Hoje vamos deixar sangrar e cultuar duas referências cults da maior qualidade musical. E não é só de música que vivem esses dois monstros: poesia, teatro, literatura, artes plásticas e cinema. Leonard Cohen e Cida Moreira. Não, não se trata de nenhum show com os dois juntos e, infelizmente, é meio difícil isso acontecer. Mas, dá pra ouvir um, e depois o outro. É possível encontrar boas perfomances desse canadense e dessa brasileira no youtube. E na indústria fonográfica também há disponibilidade de trabalhos dessa dupla, separadamente.
Na pequena, mas valiosa coleção de gravações do lar Tyrannus, temos o documentário "Leonard Cohen: “I'm your man” (2005), e um especial com Cida Moreira. Os dois são porretas demais. I'm your man" assistimos trocentas vezes, enquanto Cida, gravamos há poucos dias e já vimos e revimos.
"Vamos falar sério: há pouquíssimas pessoas que chegam ao nível de Leonard Cohen. É um talento muito, muito raro. Por mais sombrio que ele seja com relação à democracia e ao futuro, ele faz algo belo na escuridão... Muitos de nós nos sentiríamos pequenos diante do que ele joga fora", diz o vocalista Bono, do U2, no doc sobre Cohen. Não cabe aqui reproduzir a trajetória do poeta, compositor e cantor que nasceu em 1934 em Montreal. Só uma pista: sua obra tem uma relação muito afinada com o movimento punk.
O filme é uma colagem de muitas coisas em torno de Cohen, mas tem como linha mestra um show tributo realizado em Sidney, na Austrália. Trechos de entrevistas com ele, com artistas que participaram do show, desenhos de Cohen e outros preciosos cacos vão surgindo no documentário, que tem direção e roteiro de Lian Lunson. Participam artistas como Nick Cave, Rufus Wainwright, Linda Thompson, Beth Orton, The Handson Family, Jarvis Cocker, Antony, Julie Christensen e Perla Batalla. "Eu me senti o maioral porque descobri um cara que me separava das outras pessoas e das coisas que eu detestava", diz em tom confessional Nick Cave, sobre sua primeira audição de Cohen, quando morava numa pequena cidade australiana.
Nick Cave |
O que impressiona em Leonard é a sua bela voz gravíssima e a poesia generosa que transborda em suas canções. Ele é pouco conhecido, porém, pelo menos uma de suas músicas, "Halleluja", você já deve ter ouvido. Integrou a trilha sonora do filme alemão Edukators (2003). Não conhece? Então repare num dos episódios da animação muito popular, "Shrek", onde o hit de Cohen também rola. "Para mim, Leonard é o homem que, já tendo conversado com os anjos, desce da montanha com as tábuas de pedra", declara despudoradamente o enigmático Edge, do U2. Resumindo, é preciso seguir os mandamentos de mister Cohen, pois ele, é o cara.

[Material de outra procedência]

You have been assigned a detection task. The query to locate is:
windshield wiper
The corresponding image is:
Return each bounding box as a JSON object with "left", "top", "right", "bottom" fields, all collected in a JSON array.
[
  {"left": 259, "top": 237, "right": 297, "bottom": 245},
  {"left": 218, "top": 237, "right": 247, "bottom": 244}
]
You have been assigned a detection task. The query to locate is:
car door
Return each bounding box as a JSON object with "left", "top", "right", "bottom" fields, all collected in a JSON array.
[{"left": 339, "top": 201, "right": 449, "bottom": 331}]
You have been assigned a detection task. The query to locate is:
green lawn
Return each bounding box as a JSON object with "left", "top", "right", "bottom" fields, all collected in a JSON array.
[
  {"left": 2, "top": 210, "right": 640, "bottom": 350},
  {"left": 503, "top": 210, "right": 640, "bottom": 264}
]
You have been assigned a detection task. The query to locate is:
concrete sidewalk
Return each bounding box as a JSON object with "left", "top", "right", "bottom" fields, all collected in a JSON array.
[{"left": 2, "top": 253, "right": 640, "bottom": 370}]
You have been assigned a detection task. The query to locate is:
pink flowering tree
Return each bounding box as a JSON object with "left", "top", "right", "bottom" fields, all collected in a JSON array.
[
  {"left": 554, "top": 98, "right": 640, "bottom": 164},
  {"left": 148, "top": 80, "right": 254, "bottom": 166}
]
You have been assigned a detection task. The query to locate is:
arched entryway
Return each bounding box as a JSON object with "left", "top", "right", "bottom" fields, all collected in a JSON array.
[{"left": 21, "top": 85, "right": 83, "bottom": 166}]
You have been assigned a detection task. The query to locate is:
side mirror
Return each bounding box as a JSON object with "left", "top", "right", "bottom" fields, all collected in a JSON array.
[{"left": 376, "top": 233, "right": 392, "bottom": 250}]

A dama Cida Moreira, resguardadas as proporções, é que nem Cohen. Pelo talento que tem e pelo currículo, deveria ser mais reconhecida e valorizada. Nasceu em São Paulo, em 1951. É impressionante como Cida imprime originalidade em suas interpretações, que pescam os mais variados autores da música universal. O especial tem a direção de Fernando Faro. Bastante intimista, como convém à cantora, traz belas canções com sua voz de tessitura incrível - dos graves aos agudos, sem dificuldades. Há, ainda, respostas dela à algumas perguntas de alguém que está bem próximo, mas não se sabe quem é e tampouco ouve-se a sua voz.
Ela começou sua carreira em 1977, atuando como atriz de teatro em musicais. "Eu queria era aparecer mesmo", diz ela, despojadamente, em uma de suas falas. E confessa no final: "Eu poderia dedicar a minha vida inteira a dois músicos: Kurt Weill e Chico Buarque". Atenta, atentíssima ao que rola na música através dos tempos, Cida entoa, neste musical, compositores como Vicente Celestino, Amy Winehouse, Lamartine Babo etc... É pra babar mesmo, com suas interpretações.
Cida e o véio Hélio Flanders |
"Cantar Tom Waits é como acariciar arame farpado", registra ela, na carona da frase de um jornalista a respeito do grande artista americano, antes de cantar "Time". "Surabaya Johnny", de Kurt Weill, com letra de Bertold Brecht, é outra canção que está no programa.
Brecht no repertório de Cida |
Sendo só o que se apresenta para o momento, salve Cida e viva Cohen!